Last week I was invited to speak at the National Conference on Youth Ministries in Colorado Springs, under the aegis of Pike’s Peak. The list of topics discussed, classes held, and platform speaking was impressive, and I want to express my gratitude to Josh Jones and Josh Graves for the invitation, and it was great to spend time over lunch with one of my preaching heroes, Mike Cope, and then a splendid dinner with Chris Seidman. To top this off, late one night I spent a couple hours with one known to this blog audience, Jeff Cook.
It is no surprise to this audience to hear that I find youth ministers exciting because I know they are digging the trenches for the next generation’s ministries. I met so many, heard from so many, and had chats with so many that I dare not begin … other than it was good to meet Robbie McKenzie and Frank Viola (whom I had not met until after his plenary session).
My plenary session was an appeal to raise up the significance of the local church. I focused on Jesus’ words in Matthew 16:13-23, where Jesus says he came to build the church. I zeroed in on these words in order to point a long finger at the naughty tendency today to define kingdom as “action done by Christians in the public sector.” Jesus’ focus was not the public sector, but to reshape the entire public sector through the church, which embodies the kingdom in our world today (notice how connected church is to what happens in the kingdom in these words of Jesus). I could go on… I’m sure not all agreed as so many today are focusing all their efforts on this so-called “kingdom” work, but we need to think again what kingdom means to Jesus.
As I am now teaching at Northern Seminary I have become convinced even more of the significance of youth ministry — many of my students now have served in this ministry and nearly all have benefited from youth ministers. Youth ministry is a gateway to the church.

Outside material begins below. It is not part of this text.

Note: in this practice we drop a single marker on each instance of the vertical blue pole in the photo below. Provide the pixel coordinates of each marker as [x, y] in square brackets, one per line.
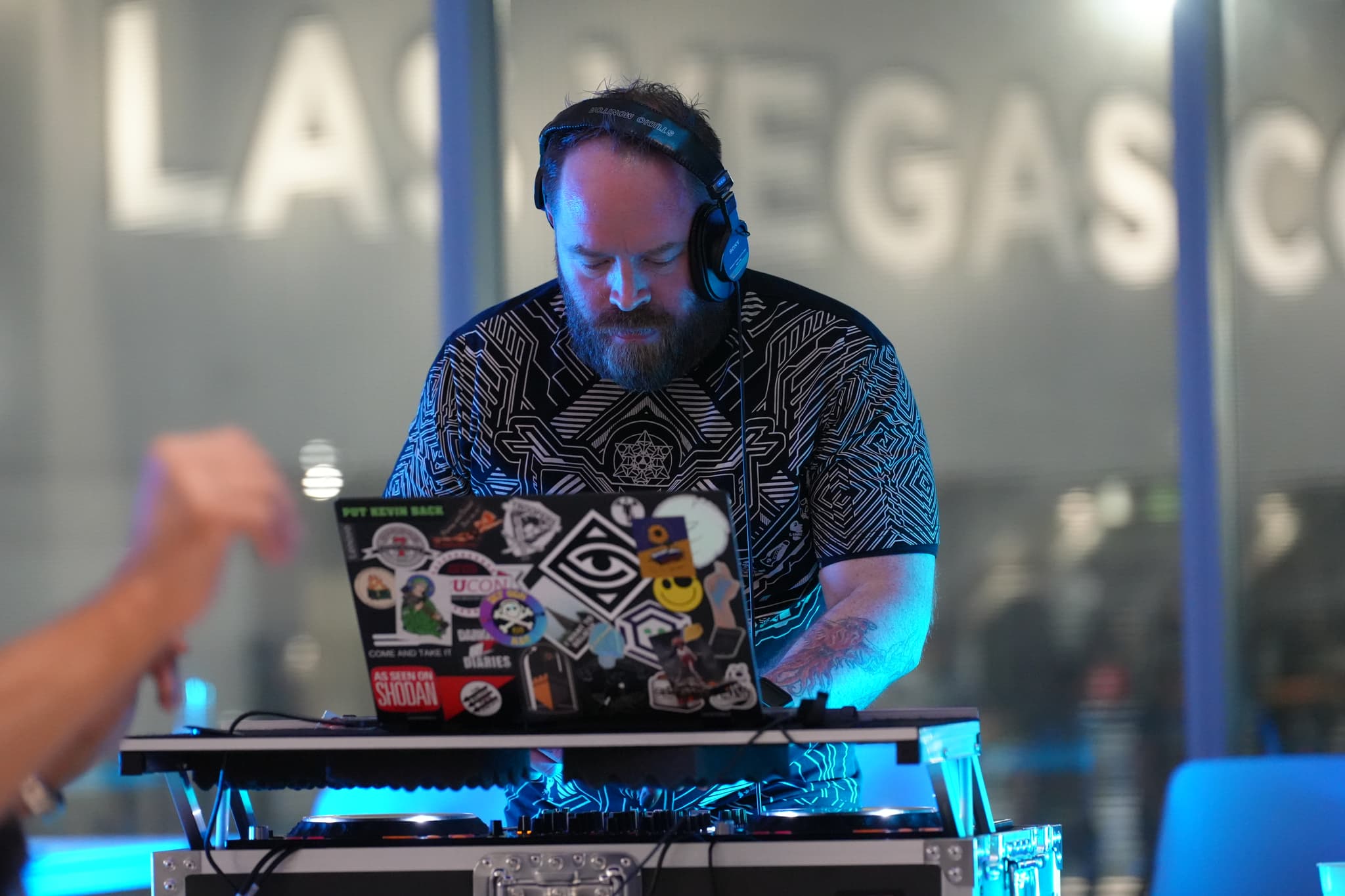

Then I had a class session where I dipped into Matthew 5 in light of the commentary that will be published this fall in the Story of God Bible Commentary series. (Lynn Cohick’s Philippians commentary will join mine as the first two in the series. Zondervan is our publisher — and we have a great line of writers.) Anyway, my focus is that Jesus wants “more” and here the focus is on the word “more” that is either implicit or explicit in the translation of Matthew 5:20 (“greatly” or “more” surpassing), 37 (anything “beyond” or “more” than this) and 47 (what are you doing “more” than others). Jesus calls his followers to a more expansive righteousness, to more honesty and to more love of enemies. Good questions, good time.
Thanks again to the organizers of this wonderful conference.